Intended for healthcare professionals

Views And Reviews Acute Perspective

David Oliver: Clinical records, plain English, and professional terminology

BMJ 2018; 363 doi: (Published 30 October 2018) Cite this as: BMJ 2018;363:k4487
  1. David Oliver, consultant in geriatrics and acute general medicine
  1. Berkshire
  1. davidoliver372{at}

In 2014 the award winning author John Lanchester argued in his book How to Speak Money1 that the global financial crash had occurred partly because most of us have little understanding of finance, especially of its professional terminology and jargon. But he also acknowledged that, while jargon can be lazily or deliberately obfuscating and can exclude the public, it can also provide precise, succinct shorthand that’s much harder to explain in plain English.

Among his glossary were “derivatives markets,” “consumer surplus,” “short selling,” “Laffer curve,” and “VIX index.” Search these online, and they require lengthy explanations in plain English, with further definitions of the terms used to describe them. For instance, a derivative is “a contract that derives its value from the performance of an underlying entity which can be an asset, index or interest rate.”2 The Laffer curve “illustrates a theoretical relationship between rates of taxation and the resulting rates of government revenue.”3 Those are just the start of their explanations on Wikipedia.

Doctors have a professional terminology of our own, which can seem equally inaccessible to patients and their families. A well written medical court report, newspaper column, or leaflet explaining conditions and treatments to the public, if it is to be useful, requires plain English explanations alongside the clinical language. This can make a court report longer as each technical term is explained in parentheses.
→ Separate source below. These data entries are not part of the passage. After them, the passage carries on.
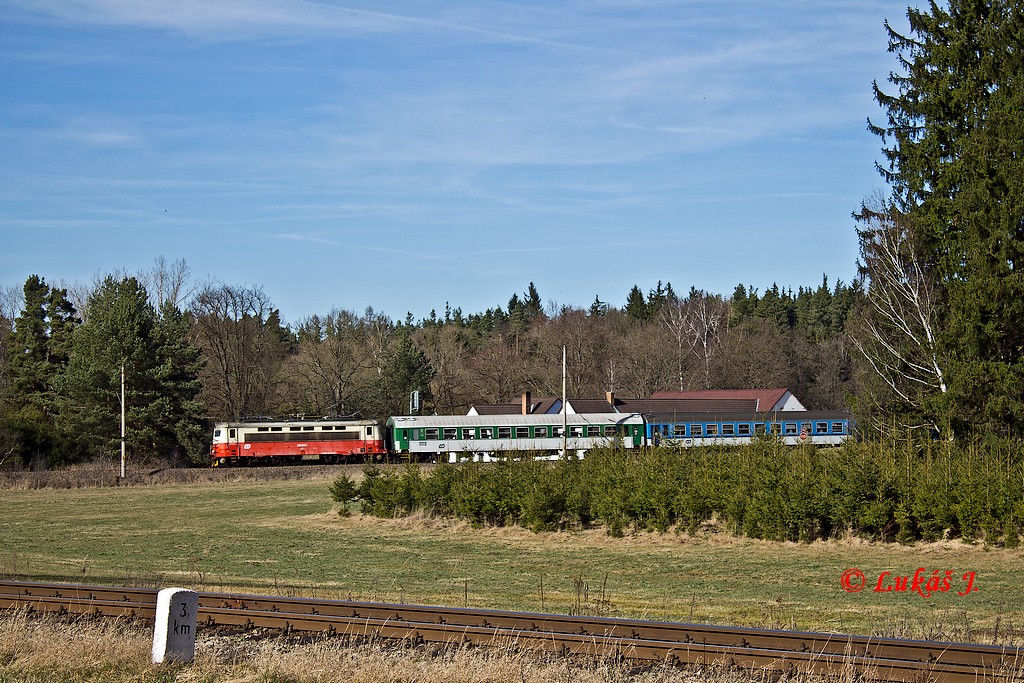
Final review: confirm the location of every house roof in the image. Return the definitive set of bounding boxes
[470,397,565,415]
[650,388,805,412]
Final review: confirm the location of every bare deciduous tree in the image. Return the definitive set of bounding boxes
[852,202,948,429]
[139,256,196,312]
[660,290,729,391]
[191,285,286,419]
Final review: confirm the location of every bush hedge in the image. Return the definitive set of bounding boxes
[337,439,1024,547]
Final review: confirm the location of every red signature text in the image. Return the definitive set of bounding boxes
[840,567,978,598]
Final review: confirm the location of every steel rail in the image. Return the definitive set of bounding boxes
[0,582,1024,683]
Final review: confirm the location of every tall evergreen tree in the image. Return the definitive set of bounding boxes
[865,0,1024,431]
[4,275,78,464]
[61,276,206,461]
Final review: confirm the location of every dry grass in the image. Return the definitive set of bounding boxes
[0,612,925,683]
[0,461,352,490]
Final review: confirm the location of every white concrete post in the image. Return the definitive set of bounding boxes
[153,588,199,664]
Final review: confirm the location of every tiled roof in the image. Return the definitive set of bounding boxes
[650,388,790,411]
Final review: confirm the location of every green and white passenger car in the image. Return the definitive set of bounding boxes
[387,413,645,463]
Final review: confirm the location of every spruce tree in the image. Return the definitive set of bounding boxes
[864,0,1024,431]
[4,275,78,465]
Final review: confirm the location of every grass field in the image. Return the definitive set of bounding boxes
[0,466,1024,644]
Yet such terminology can convey immediate precision to fellow practitioners that would require far more words in plainer language, often losing that precision. For instance, try explaining the TNM staging of a tumour or the subtype of cardiac arrhythmia, glomerulonephritis, or fracture with the precision and brevity of terms designed by professionals for professionals—or in accordance with the International Classification of Diseases or medical textbooks. It’s just as hard as decoding finance speak.

Technical terms can convey immediate precision that requires far more words in plainer language

The Academy of Medical Royal Colleges is encouraging doctors to write to patients in plain English, copying in GPs—rather than copying patients in on letters written to GPs.4 I certainly support this. What I love about the initiative is that it comes with clear guidance on how to structure letters, as well as tips to make prose clear, readable, and less likely to cause upset or anxiety. It also states that precise professional terminology is still OK in its place within a letter, such as in a clinical problem list.
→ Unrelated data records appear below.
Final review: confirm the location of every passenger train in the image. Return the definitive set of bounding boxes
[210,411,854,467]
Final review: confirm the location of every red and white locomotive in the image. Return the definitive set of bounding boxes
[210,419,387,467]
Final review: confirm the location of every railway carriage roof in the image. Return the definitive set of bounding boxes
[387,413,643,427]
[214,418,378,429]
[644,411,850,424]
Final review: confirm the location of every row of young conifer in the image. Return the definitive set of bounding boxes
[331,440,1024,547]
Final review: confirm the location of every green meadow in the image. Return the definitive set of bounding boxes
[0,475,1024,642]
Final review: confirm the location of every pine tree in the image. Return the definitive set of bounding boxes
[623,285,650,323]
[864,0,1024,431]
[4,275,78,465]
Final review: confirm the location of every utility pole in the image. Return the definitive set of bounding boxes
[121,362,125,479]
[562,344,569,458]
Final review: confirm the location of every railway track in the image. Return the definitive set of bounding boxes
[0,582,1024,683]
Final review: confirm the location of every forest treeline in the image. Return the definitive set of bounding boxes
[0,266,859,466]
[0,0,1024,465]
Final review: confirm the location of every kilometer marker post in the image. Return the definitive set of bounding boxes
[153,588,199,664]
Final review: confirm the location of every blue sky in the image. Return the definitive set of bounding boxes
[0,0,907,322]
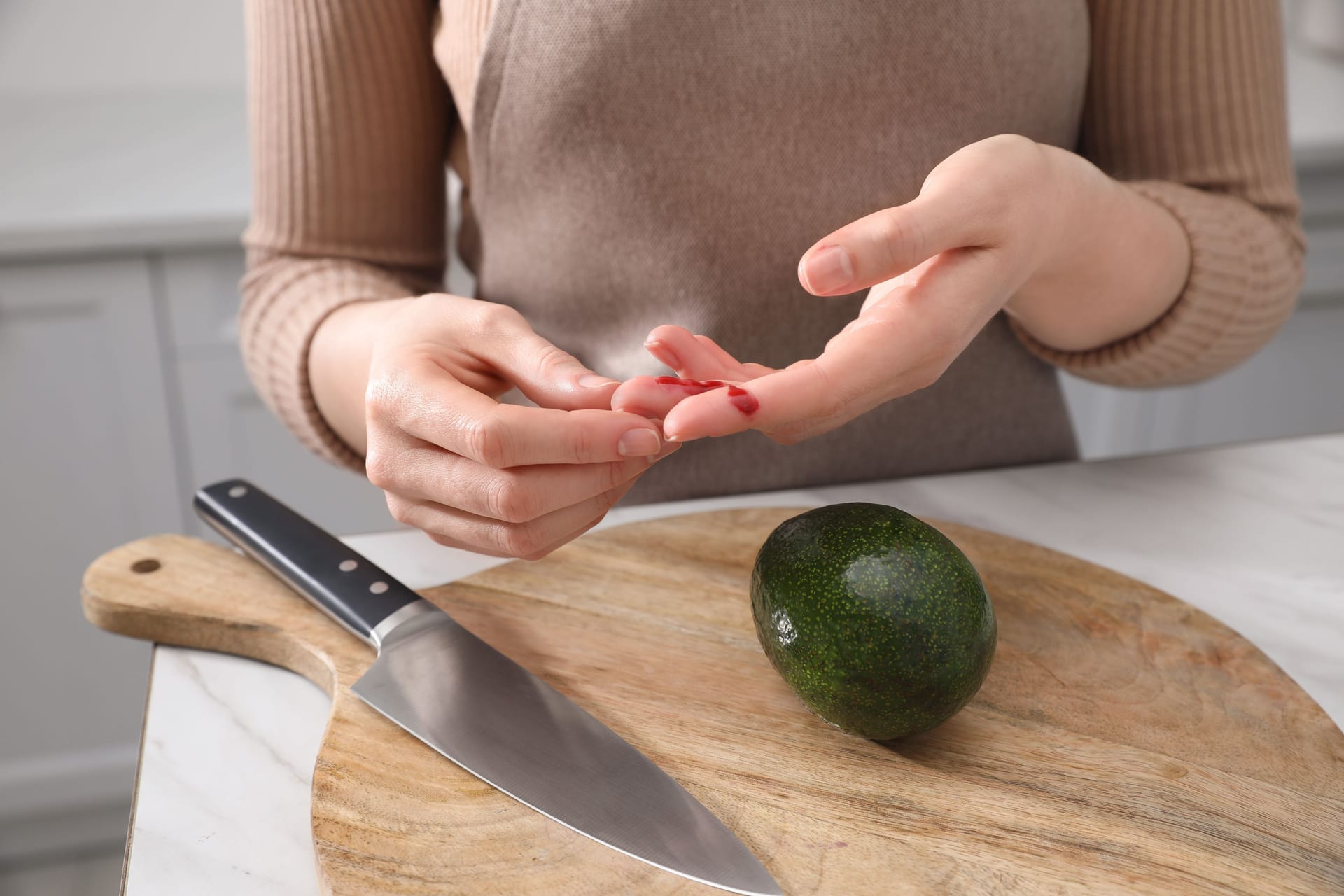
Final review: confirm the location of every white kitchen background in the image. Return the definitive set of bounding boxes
[0,0,1344,890]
There’s a growing policy push towards patient held or patient accessible records—increasingly, electronic ones. This is likely to feature again in NHS England’s forthcoming 10 year plan, which has its own plain English consultation guide,5 as well as its existing guidance such as Offering Patient Access to Detailed Online Records.6 I’m just as supportive of this, bearing in mind that we shouldn’t inadvertently exclude large numbers of patients who don’t or can’t use the internet or some devices. Records are as much the patients’ notes as the practitioners’, and it’s their lives we are discussing.
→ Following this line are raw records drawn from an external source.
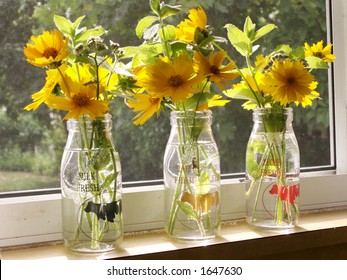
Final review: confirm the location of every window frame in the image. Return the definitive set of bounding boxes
[0,0,347,247]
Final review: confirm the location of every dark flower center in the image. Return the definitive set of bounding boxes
[72,93,90,107]
[168,75,184,88]
[287,77,296,85]
[210,65,220,75]
[42,48,59,58]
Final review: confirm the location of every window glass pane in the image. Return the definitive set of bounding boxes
[0,0,333,192]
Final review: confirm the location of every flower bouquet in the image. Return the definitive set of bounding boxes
[225,18,335,228]
[24,16,128,252]
[122,0,238,239]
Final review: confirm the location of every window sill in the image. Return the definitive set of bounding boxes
[1,210,347,260]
Yet, if doctors have to check and clarify their prose to avoid needless jargon, will that take time away from direct patient contact or other work? Might it mean that we have to spend more time giving long form explanations of precise shorthand terminology, abbreviations, and acronyms, mindful that patients may read them? Will it hamper inter-professional communication? I have no idea, but I’d love to hear from any readers who have done this already and to find out how it went.